Der Hinweis des Richters auf einen begünstigenden Fehler – und seine Neutralitätspflicht

Das finanzgerichtliche Verfahren ist vom Amtsermittlungsgrundsatz geprägt, sodass das Finanzgericht nicht nur berechtigt, sondern verpflichtet ist, einen den Kläger begünstigenden Fehler des Finanzamtes im Rahmen der Klageanträge zu seinen Lasten zu berücksichtigen (Saldierungsgebot). Ein solcher Hinweis an die Beteiligten zur Vermeidung einer Überraschungsentscheidung verletzt die dem Finanzgericht obliegende Neutralitätspflicht nicht.

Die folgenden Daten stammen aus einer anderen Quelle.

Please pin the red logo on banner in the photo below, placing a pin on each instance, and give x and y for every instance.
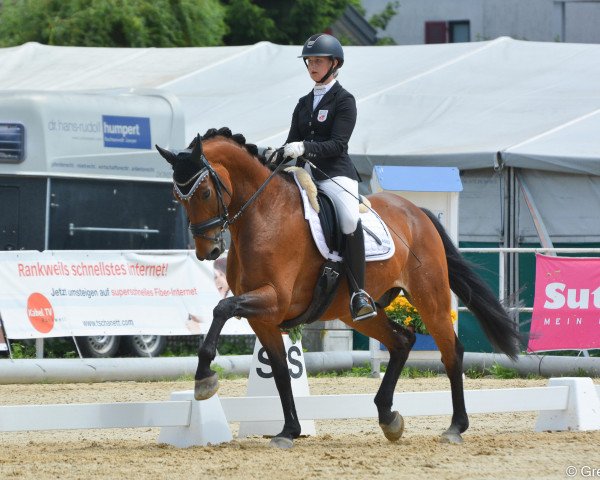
(566, 308)
(40, 312)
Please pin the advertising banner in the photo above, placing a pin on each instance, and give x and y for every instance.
(566, 309)
(78, 293)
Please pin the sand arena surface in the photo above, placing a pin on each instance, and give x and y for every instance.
(498, 446)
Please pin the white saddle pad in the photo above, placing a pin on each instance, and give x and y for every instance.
(369, 219)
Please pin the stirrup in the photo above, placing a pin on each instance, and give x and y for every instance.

Der Hinweis des Richters auf einen begünstigenden Fehler – und seine Neutralitätspflicht

Der aus Art. 2 Abs. 1 des Grundgesetzes in Verbindung mit dem Rechtsstaatsprinzip und dem Gebot effektiven Rechtsschutzes abgeleitete Anspruch auf ein faires Verfahren verlangt als „allgemeines Prozessgrundrecht“, dass der Richter das Verfahren so gestalten muss, wie die Parteien beziehungsweise Beteiligten es von ihm erwarten dürfen. Er darf sich nicht widersprüchlich verhalten, insbesondere aber darf er aus eigenen oder ihm zuzurechnenden Fehlern oder Versäumnissen keine Verfahrensnachteile für die Beteiligten ableiten und ist allgemein zur Rücksichtnahme gegenüber den Verfahrensbeteiligten in ihrer konkreten Situation verpflichtet[1]. Ob der Richter hierbei die Pflicht zur Neutralität und Unparteilichkeit verletzt‚ ist nicht allgemein und abstrakt klärbar, sondern kann allein anhand der jeweiligen Umstände des Einzelfalls beurteilt werden; denn Inhalt und Umfang der Hinweispflichten des § 76 Abs. 2 FGO richten sich wesentlich nach den jeweiligen Umständen des Einzelfalls[2].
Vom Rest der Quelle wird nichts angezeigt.